I mentioned in another thread that I was replacing some water damaged drywall in several offices of a lab where a flood occured.

I like using testing instruments whenever possible, but most are for steel surfaces. I needed a moisture meter on this particular job so I could determine which areas to cut out. I purchased a meter this last Monday, and it saved me a lot of work. 

It was interesting that the base line moisture content of the unaffected areas of drywall measured at 0.65% on average. The affected areas measured up to 4.75% which began showing signs of black mold on the back side of the rock. 

It would have been difficult for me to isolate these areas (short of unnecessarily removing tons of drywall) without the meter because by touch and probing, there wasn't a whole lot of difference between the affected and unaffected areas.
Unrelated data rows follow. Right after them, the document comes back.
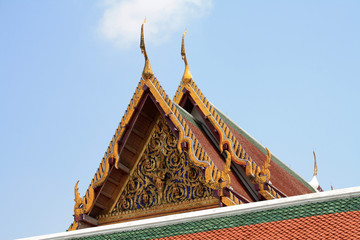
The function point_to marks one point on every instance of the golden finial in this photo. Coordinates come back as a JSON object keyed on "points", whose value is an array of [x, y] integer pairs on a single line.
{"points": [[315, 165], [147, 72], [187, 75]]}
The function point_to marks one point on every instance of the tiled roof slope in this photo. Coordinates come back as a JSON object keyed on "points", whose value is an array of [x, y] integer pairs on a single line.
{"points": [[279, 170], [323, 215], [331, 219]]}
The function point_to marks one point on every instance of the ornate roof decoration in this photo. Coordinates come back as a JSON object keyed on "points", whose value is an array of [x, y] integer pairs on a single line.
{"points": [[187, 75], [314, 182], [256, 174], [147, 72], [215, 178], [315, 165]]}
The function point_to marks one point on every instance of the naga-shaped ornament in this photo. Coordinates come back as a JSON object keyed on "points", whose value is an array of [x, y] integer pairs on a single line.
{"points": [[147, 72], [187, 75]]}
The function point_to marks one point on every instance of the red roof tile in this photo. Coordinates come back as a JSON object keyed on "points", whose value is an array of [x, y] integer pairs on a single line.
{"points": [[345, 225]]}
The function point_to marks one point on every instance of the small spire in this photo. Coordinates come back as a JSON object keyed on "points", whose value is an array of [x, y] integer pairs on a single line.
{"points": [[147, 72], [315, 165], [187, 75]]}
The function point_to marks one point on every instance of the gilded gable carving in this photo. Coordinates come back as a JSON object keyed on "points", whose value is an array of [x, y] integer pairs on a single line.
{"points": [[162, 176]]}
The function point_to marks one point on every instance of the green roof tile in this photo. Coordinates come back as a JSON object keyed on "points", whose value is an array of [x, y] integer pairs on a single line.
{"points": [[279, 214]]}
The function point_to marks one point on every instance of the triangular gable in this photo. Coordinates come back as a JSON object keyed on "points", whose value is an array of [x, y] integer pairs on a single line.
{"points": [[244, 150], [163, 181], [121, 155]]}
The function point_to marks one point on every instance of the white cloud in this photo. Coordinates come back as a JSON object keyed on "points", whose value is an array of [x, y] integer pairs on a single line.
{"points": [[122, 19]]}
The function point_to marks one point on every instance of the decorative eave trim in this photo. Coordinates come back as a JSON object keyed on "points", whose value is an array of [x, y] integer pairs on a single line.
{"points": [[257, 175], [206, 214]]}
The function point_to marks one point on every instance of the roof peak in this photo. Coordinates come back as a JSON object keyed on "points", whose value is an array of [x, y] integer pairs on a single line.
{"points": [[147, 72]]}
And because the walls were insulated, water wicked up to three feet in most cases. 

My Moisture Meter http://www.extech.com/instruments/product.asp?catid=11&prodid=72

What kind do you have and recommend?


----------



## Schmidt & Co. (Nov 6, 2008)

I have two (no-name brands) that I paid under $40.00 each for at the paint store. They more than likely don't give me as exact readings as yours, but they have served me well. I actually get more use out of it on interior water damage jobs, rather than exterior. I always bring it along with me on the estimate. Kind of sets me apart from the other guys. :thumbsup:


----------



## Wolfgang (Nov 16, 2008)

Have the same mfg that you do......except they (2) are about 10 years old. Since I did a lot of insurance resto work, (mostly fire and water), it was imperative to have them. They let me know when the remaining framing studs were dry enough to wall in, and I also used them on drywall that I questioned whether more of it should be removed. Most of the time on water damage, the insurance co., would allow about 2' high to be removed. There were times it would either be 4' or to the ceiling.
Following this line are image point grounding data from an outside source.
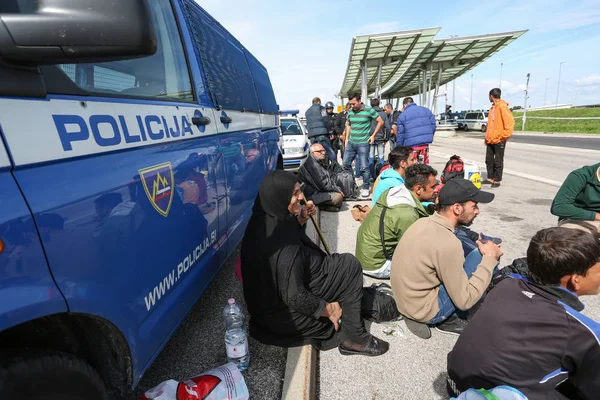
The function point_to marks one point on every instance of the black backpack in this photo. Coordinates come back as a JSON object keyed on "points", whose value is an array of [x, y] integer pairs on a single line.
{"points": [[378, 304], [345, 180], [455, 168]]}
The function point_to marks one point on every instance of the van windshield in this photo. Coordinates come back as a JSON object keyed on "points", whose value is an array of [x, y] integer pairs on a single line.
{"points": [[290, 127]]}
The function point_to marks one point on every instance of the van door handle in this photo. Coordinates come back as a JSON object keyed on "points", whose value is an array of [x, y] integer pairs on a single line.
{"points": [[200, 120]]}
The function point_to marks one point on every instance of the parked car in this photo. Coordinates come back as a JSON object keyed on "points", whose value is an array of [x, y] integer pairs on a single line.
{"points": [[295, 142], [473, 120], [134, 138]]}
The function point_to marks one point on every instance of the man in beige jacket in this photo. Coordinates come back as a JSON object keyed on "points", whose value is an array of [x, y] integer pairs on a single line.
{"points": [[431, 280]]}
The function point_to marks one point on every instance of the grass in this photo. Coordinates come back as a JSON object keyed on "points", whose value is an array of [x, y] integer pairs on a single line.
{"points": [[564, 126]]}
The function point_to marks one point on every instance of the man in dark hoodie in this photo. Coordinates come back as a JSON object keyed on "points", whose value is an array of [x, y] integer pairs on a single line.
{"points": [[318, 175], [377, 149], [530, 333], [318, 125], [578, 199]]}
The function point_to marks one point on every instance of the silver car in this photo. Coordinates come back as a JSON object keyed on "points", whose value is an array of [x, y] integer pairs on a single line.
{"points": [[295, 142], [475, 120]]}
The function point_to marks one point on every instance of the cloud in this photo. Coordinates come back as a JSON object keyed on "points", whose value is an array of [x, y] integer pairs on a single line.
{"points": [[582, 16], [591, 80], [379, 27]]}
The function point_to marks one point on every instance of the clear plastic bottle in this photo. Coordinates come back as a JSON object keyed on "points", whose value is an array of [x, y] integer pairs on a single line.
{"points": [[236, 339]]}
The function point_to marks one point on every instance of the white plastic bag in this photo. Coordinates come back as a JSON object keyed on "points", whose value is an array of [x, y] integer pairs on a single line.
{"points": [[222, 383]]}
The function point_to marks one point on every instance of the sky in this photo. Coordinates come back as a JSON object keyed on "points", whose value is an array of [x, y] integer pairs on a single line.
{"points": [[305, 45]]}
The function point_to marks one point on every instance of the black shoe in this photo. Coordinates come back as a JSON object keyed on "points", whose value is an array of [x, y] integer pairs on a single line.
{"points": [[418, 329], [376, 347], [452, 326]]}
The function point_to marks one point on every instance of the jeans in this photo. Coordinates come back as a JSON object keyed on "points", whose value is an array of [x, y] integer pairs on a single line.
{"points": [[381, 273], [324, 140], [360, 152], [472, 260], [379, 150], [494, 160]]}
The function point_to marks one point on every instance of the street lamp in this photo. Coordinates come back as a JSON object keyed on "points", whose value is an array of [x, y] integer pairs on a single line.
{"points": [[525, 105], [471, 105], [558, 86], [546, 90]]}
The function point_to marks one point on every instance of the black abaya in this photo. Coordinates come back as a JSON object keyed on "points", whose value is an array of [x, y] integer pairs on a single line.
{"points": [[288, 280]]}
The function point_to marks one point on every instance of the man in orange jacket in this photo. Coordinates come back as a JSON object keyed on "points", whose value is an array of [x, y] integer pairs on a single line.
{"points": [[500, 127]]}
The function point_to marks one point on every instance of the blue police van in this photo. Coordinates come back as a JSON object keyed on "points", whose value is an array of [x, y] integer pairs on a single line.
{"points": [[134, 137]]}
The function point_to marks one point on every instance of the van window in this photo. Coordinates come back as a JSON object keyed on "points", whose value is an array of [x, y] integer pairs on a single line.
{"points": [[163, 75], [224, 61], [290, 127]]}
On exteriors, I didn't use it that much, other than to double check any suspicions I had.


----------



## Paint and Hammer (Feb 26, 2008)

This is mine....http://www.leevalley.com/en/wood/page.aspx?p=32548&cat=1,43513,45788

Seems I paid double you guys.

Use it mostly on decks, high humidity days, lower parts of homes near ground, first thing in the morning and green lumber.


----------



## Wolfgang (Nov 16, 2008)

They're great on green lumber and decks!


----------



## NEPS.US (Feb 6, 2008)

Ryobi has a decent one that does hard woods, soft woods, metal and masonry. Under $50.


----------



## Roamer (Jul 5, 2010)

This is the one we use:

http://www.grainger.com/Grainger/SONIN-Analog-Moisture-Meter-1UG80?Pid=search

We use it frequently on jobs where we've used Peel Away 1 and are trying to determine if the wood or masonry is dry enough to paint.


----------